I have never actually had this conversation in real life, so I have felt free to use creative license in writing it down. It therefore goes without saying that you should imagine me dressed as a Viking warrior (historically accurate or Kirby-style, your choice), and the other fellow as eleven feet tall and smelling faintly of fine tobacco from a faraway land:
JUSTIN: So, do you like Superman?
STRAWMAN COMICS FAN: No, not really. I could never really get into him.
JUSTIN: Hm. Why is that?
SMCF: I don’t know. He’s kind of boring; y’know, that whole “big blue boy scout” thing he’s got going on.
JUSTIN: Ah, I see where this is going. You’ve got another reason not to like Superman as well, haven’t you?
SMCF: Have I?
JUSTIN: I suspect it is so.
SMCF: What makes you say that?
JUSTIN: Anytime a comics fan, particularly a strawman comics fan, says they don’t like Superman, it’s for two reasons. “Big blue boy scout” is one.
SMCF: And the other?
JUSTIN: Oh, go ahead; you tell me.
SMCF: Are you sure? I’m starting to think you might be one of those self-righteous Superman fans, and I don’t want to get into a whole thing here.
JUSTIN: Ha ha! How absurd a notion, that such a thing would upset me! No, you’ve no cause to worry. Go ahead, what’s the other reason?
SMCF: Well … there’s no suspense to Superman stories because he’s almost impossible to kill.
JUSTIN: *violent rage, uncontrollable shaking, choking on black bile*
Moral: It is not easy to be a self-righteous Superman fan, believe you me!
Black bile aside, I understand that attitude to some degree. It’s based on a misunderstanding, I think, of the essential conflict in a Superman story. But to be fair, it’s one that a lot of creators buy into. It’s why you get so many stories with kryptonite, with Superman powered down or powerless, where he’s flying through the heart of the sun one moment and getting beat up by a really strong dude the next. Because, in fight-heavy superhero comics, it’s easy to lose sight:
The essential conflict in a Superman story isn’t “Will Superman survive?” It’s “Will everybody else survive?”

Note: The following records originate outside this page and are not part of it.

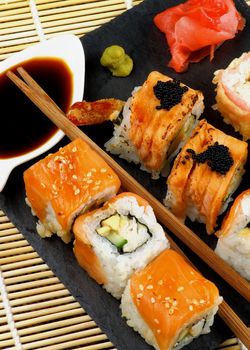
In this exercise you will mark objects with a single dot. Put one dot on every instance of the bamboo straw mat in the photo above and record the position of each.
(36, 310)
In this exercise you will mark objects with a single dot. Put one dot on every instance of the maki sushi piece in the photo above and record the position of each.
(156, 121)
(65, 184)
(205, 174)
(169, 303)
(233, 92)
(233, 244)
(113, 241)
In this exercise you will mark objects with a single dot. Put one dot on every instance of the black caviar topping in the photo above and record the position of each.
(169, 93)
(217, 156)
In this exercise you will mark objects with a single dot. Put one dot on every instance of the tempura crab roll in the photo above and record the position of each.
(169, 303)
(65, 184)
(232, 94)
(233, 244)
(156, 121)
(205, 174)
(117, 239)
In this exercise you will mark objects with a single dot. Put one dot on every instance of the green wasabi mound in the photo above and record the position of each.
(117, 61)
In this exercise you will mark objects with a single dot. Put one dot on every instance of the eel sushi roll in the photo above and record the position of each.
(156, 121)
(113, 241)
(65, 184)
(169, 303)
(205, 174)
(233, 94)
(233, 244)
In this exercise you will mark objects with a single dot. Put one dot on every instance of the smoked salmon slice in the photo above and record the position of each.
(169, 303)
(113, 241)
(206, 172)
(67, 183)
(196, 28)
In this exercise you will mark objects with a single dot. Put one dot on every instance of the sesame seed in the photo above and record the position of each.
(141, 287)
(77, 191)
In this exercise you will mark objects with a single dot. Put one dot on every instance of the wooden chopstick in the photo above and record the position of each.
(54, 113)
(36, 94)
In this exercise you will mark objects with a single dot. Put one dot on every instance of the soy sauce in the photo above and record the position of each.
(23, 127)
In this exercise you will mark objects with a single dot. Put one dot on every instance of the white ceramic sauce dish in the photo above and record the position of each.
(67, 48)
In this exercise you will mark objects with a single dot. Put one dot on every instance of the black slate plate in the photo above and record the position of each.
(135, 31)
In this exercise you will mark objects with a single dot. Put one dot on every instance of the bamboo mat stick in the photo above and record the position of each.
(53, 112)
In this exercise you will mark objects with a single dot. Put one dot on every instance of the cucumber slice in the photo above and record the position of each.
(116, 239)
(103, 231)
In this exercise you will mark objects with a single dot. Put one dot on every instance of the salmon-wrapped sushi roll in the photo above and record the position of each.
(156, 121)
(233, 94)
(169, 303)
(113, 241)
(205, 173)
(67, 183)
(233, 244)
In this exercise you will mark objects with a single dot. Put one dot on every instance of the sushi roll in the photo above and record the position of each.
(169, 303)
(65, 184)
(113, 241)
(156, 121)
(205, 174)
(233, 244)
(232, 94)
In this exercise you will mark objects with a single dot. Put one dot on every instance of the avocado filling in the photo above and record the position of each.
(125, 232)
(191, 332)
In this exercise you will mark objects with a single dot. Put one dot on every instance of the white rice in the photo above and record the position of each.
(200, 325)
(118, 267)
(50, 225)
(120, 143)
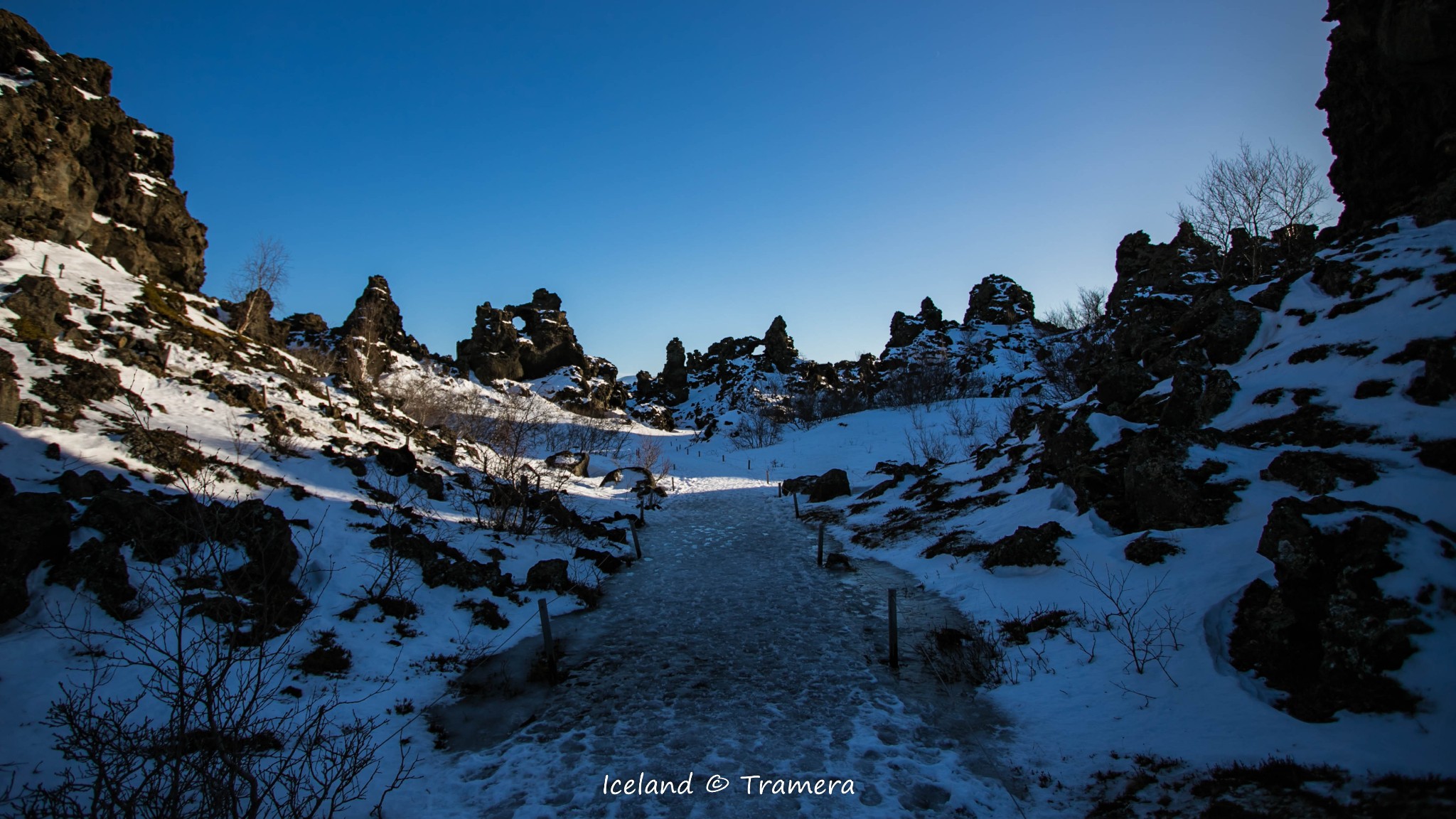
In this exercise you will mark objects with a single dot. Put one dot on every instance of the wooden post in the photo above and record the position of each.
(551, 646)
(894, 634)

Right, Richard Donner’s Superman movie; we all agree it is a good representation of Superman, yes? But the only time Superman is actually in any kind of mortal peril is when Luthor wraps the kryptonite around his neck (unless you count, y’know, being on Krypton as a baby in the first place). Less than five minutes of the entire movie are devoted to the prospect that Superman might die.
So what’s the rest of the movie about? Saving people. Whether it’s Air Force One or the entire population of California, or, of course, Lois Lane. In fact, the kryptonite bit isn’t even the climax of the movie; the suspense hinges on whether Lois will die in the earthquake, not Superman.
Because look, when it comes right down to it, unless it’s got an Elseworlds label on the cover or Dan Jurgens’ name is in the credit box, you know Superman isn’t going to die anyway because there’s another issue coming next month. And you know what else? Superman knows he’s not going to die. Oh, sure, Lex Luthor and Brainiac could cobble something together that might hurt him a bit, making him clench his teeth in theat dramatic way, but he’s 99% sure that he’s gonna be walking away from any fight you can throw at him.
But will Lois? Or Jimmy? Or the schoolteacher trapped in a car at the bottom of a lake or the workers stuck in the burning oil refinery or the hostages on the plane? Or let’s make the stakes really big and say the whole world. You’ve got a supervillain with enough power to destroy the Earth, and I’ll wager Superman still survives that.
And the thing is, that is actually a fate worth than death for Superman. Because he’s the ultimate survivor – he escaped what killed the last planet he lived on, and ever since he’s been almost completely invulnerable. For him, failure doesn’t come with the sweet release of death. He’s going to have to live with it. He’s going to have to see that plane crash, that dead body, that burnt-out Earth. And that’s the sort of thing that would actually hurt Superman, not kryptonite lasers.
You can’t pierce his skin because he was born on Krypton, but because he was raised on Earth you can break his heart.
(Incidentally, this whole thing can be applied to Wolverine as well, if you’ve got a problem with him growing back arms and whatnot, although even I’ll admit having all of his flesh burnt away by Nitro was pretty silly.)
So that’s easy, right? You don’t have tease me with “Is this the end of the Man of Steel?” You don’t even need to pit him against three bad guys from Krypton with all of his powers, or a hundred bad guys, or a thousand. It’s fun once and awhile, but that’s not what powers the engine. Just show me one human life in danger that Superman might not get to in time, and I’m invested in your story.
Hell, you might even hook that enormous dude with his damned Moroccan cigarettes as well!